Saturday, December 23, 2017

The Atlantic Even More Devoid Of Solutions Than Its Protege Ta-Nussy....,


theatlantic |  It isn’t just chain stores in economically distressed suburbs that are going belly up, but high-end luxury-goods purveyors along the retail corridors of America’s leading cities, such as New York’s Madison Avenue, Rodeo Drive in Beverly Hills, and Chicago’s Miracle Mile. All told, roughly 100,000 retail jobs were lost between October 2016 and April 2017. In the next five years, one out of every four malls is projected to close, according to an analysis by Credit Suisse. The square footage of America’s already dead malls covers more land than the city of Boston.
But painful as this retail retrenchment may be, it creates real opportunities that cities and suburbs can take advantage of.

First things first: Brick-and-mortar retail is not going away.
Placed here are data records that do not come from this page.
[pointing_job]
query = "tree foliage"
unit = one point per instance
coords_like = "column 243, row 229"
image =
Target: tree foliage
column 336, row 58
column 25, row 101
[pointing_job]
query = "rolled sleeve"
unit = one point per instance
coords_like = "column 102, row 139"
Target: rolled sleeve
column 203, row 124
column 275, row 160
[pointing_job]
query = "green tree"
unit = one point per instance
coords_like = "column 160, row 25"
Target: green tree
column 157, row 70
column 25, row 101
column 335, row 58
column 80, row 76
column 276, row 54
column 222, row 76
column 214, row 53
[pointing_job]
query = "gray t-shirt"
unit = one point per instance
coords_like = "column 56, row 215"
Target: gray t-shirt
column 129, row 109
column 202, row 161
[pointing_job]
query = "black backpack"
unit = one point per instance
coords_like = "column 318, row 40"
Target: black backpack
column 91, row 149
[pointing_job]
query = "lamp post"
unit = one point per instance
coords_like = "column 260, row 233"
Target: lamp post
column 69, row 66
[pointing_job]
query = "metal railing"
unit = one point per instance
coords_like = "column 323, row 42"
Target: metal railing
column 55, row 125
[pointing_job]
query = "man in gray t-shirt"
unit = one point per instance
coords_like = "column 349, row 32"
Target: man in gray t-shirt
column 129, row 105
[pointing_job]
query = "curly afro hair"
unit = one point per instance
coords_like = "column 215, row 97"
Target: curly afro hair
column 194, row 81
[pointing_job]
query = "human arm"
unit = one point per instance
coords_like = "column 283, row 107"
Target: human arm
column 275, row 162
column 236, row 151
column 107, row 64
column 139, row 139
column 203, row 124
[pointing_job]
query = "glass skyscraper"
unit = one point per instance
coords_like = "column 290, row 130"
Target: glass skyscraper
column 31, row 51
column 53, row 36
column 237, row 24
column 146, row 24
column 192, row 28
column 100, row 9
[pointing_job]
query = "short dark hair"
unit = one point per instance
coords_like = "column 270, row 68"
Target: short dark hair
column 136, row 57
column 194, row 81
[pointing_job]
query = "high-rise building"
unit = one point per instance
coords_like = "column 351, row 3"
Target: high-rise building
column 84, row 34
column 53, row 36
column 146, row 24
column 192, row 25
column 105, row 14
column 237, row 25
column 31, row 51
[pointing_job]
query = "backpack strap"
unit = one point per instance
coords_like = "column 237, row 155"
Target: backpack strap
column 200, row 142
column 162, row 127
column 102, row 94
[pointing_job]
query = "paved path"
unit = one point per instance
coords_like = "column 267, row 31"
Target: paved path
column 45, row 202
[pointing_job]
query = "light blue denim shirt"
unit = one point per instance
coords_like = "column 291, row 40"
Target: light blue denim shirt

Even as it sheds workers, the sector is still growing at a rate of 3 percent per year. The IHL Group, a research- and advisory-services firm, estimates that retail sales are up by more than $100 billion this year, and 4,000 more chain stores will have opened than closed in the U.S.

Much of the retail apocalypse is in fact a long-overdue correction. The United States devotes four times more of its real-estate square footage to retail, per capita, than Japan and France; six times more than England; nine times more than Italy; and 11 times more than Germany.

The way Americans shop is also undergoing a fundamental reset. As more and more people shop online, the stores that are drawing in customers are those that emphasize experiences. Customers want to sit on that new sofa, feel the weight of a stainless-steel skillet in their hands, and try out new gadgets.

In fact, the line between e-commerce and physical retail is not as traceable as most people think. The most successful virtual stores are currently increasing their physical presences. Amazon is opening up bookstores, and with its acquisition of Whole Foods, it has gained a footprint in hundreds of affluent cities and suburbs. As the physical embodiment of Apple’s brand proposition, Apple stores showcase cutting-edge designs, provide service and advice, build community, and are a big part of what differentiates the company from its competition.

While there can be no doubt that the lost jobs and diminished tax bases that accompany the retail retrenchment hurt, the shift has an upside as well.

WeWork’s takeover of Lord & Taylor could be a good portent for urban economies. Work, not shopping, is the key to urban productivity and growth. When asked why rents are so high in cities like New York and Chicago, the Nobel Prize–winning economist Robert Lucas famously answered that it had nothing to do with the availability of high-end shopping; higher urban rents, he said, are a function of higher urban productivity.